補遺 - 『Vanquish』とは


 霊符決闘ヴァンキッシュとは、かつて戦乱に明け暮れ、血で血を洗う抗争を繰り返し多くの犠牲者を出していたダマヤフ大陸へと賢神ウィザードアーミティッジ師によって持ち込まれた戦闘概念である。


☆準備

 『ヴァンキッシュ』に必要とされるのは、50枚以上の霊符カードからなる山札デッキである。

 ――なお、同一のカードはデッキ内に4枚まで投入可能である。


霊符カード

 『ヴァンキッシュ』に用いられるカードは、基本的に術者が自らの手で用意しなくてはならない。

 カードは三つの手段によって自らのものとすることができる。


 ひとつは『創造』。

 空白ブランク状態の模倣霊符モーフカードに、触媒や自らの魔力を注ぎ込むことによってカードを生み出す方法だ。

 自らの思い描いた理想のカードを作り出すことで、デッキの完成度をより高めて強化してゆくことができるが、完成するカードの能力は創造者のもつ魔力の質と量、そして製作者がどれほど強固で具体的なイメージを霊符に注ぐことができるかに応じて変わるため、当然ながらより強い資質をもつ術者の方がより強力なカードを創造することができる。

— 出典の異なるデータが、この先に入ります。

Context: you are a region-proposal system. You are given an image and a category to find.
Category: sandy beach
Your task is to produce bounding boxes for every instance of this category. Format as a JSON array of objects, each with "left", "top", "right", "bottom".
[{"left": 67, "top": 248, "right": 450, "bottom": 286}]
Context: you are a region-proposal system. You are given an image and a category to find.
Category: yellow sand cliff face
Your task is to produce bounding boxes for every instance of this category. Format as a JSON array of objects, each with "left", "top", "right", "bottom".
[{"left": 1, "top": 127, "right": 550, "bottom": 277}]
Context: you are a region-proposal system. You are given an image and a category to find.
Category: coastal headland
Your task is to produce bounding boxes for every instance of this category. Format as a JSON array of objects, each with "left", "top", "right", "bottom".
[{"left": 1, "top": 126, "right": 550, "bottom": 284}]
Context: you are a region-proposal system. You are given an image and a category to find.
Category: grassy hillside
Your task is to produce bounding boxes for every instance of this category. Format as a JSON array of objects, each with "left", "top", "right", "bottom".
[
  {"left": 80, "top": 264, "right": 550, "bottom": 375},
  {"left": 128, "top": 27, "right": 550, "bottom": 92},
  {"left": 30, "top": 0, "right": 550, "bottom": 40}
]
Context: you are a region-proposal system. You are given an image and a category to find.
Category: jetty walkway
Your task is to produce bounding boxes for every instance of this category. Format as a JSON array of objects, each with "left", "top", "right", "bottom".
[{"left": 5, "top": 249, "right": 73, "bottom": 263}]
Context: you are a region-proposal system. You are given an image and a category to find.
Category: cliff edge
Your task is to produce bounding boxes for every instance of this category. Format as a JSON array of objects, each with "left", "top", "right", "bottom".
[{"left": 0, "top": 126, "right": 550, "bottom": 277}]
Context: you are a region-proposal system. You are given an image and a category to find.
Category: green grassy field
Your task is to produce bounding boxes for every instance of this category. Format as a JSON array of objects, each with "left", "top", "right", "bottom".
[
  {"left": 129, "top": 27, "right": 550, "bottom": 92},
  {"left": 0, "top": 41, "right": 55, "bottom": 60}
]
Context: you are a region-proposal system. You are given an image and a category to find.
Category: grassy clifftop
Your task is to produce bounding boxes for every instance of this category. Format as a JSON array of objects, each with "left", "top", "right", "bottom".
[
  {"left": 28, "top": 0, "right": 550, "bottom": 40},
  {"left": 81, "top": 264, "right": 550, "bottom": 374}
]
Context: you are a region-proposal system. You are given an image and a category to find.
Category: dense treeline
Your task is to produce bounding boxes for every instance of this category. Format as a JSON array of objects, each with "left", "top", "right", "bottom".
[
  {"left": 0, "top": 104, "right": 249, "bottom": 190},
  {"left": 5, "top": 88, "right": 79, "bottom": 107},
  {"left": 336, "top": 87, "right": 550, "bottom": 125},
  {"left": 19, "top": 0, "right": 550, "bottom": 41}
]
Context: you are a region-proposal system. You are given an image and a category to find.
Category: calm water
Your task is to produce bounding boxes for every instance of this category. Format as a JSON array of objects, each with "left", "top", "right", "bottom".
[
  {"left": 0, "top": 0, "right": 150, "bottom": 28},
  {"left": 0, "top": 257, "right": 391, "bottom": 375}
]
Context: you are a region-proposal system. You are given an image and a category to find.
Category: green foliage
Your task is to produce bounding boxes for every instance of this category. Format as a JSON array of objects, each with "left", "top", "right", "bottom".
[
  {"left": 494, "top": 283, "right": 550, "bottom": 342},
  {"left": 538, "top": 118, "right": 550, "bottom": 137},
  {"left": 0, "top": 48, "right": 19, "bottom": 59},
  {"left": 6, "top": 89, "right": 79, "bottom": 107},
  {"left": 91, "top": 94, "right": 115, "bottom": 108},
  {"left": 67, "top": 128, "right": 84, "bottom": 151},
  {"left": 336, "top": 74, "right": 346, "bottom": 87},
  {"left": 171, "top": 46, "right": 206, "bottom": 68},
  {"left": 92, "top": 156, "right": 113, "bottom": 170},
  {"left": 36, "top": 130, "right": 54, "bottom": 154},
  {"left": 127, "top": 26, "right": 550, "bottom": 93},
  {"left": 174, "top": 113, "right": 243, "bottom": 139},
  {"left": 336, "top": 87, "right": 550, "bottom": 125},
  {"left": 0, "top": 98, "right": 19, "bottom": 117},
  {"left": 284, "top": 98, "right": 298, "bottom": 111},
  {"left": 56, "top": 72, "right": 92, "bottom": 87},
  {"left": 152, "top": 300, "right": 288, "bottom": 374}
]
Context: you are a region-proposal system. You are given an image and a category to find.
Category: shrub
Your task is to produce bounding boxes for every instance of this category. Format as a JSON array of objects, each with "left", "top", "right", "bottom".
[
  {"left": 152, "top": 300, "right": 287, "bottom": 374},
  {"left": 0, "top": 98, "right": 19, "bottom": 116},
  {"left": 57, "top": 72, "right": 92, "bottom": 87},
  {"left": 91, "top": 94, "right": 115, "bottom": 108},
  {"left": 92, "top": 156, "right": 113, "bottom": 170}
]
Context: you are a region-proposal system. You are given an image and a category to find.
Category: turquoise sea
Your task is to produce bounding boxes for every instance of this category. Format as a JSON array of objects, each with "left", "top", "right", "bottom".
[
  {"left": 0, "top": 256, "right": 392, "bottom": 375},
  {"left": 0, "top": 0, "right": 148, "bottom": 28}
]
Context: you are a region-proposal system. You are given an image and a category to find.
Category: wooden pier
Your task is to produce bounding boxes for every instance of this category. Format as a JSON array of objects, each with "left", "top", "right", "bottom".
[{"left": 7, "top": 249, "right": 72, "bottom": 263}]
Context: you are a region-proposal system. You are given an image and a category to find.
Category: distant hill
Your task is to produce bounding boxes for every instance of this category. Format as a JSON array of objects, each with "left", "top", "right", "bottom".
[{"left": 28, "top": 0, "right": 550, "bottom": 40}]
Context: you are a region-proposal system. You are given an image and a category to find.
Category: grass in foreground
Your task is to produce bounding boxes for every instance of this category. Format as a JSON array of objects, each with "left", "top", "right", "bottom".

 序幕においてクラウディアの用いた『祝福セイクリッド騎士姫プリンセスナイトアルテミア』や、ノアのデッキに投入されているカードの殆どはこれにあたる。


 ふたつめは『模倣』。

 『創造』と同じく空白ブランク状態の模倣霊符モーフカードを用いるが、この場合は既に存在するカードを複製する行為を指す。

 ただし、この複製についても行う術者の魔力の質と量が結果に影響を及ぼす場合が多々あり、特に実力に見合わない強力なカードの複製を試みた場合などには模倣事故が頻発する。


 みっつめは『入手』である。

 これは一般的なヴァンキッシャーがもっとも多く用いる手段であり、要は既に存在するカードを購入・譲渡・強奪などの手段によって自らのものとする行為だ。

 ――なお、盗賊や犯罪霊符戦闘士クリミナルヴァンキッシャーなどがカードを他者から非合法的な行為によって『入手』する事件は後を絶たず、王国騎士団もこれには頭を悩ませているのだという。


・構築

 山札デッキ構築におけるルールは、『おなじカードは4枚まで』、『デッキ総数は50枚以上』という2点を除き、存在していない。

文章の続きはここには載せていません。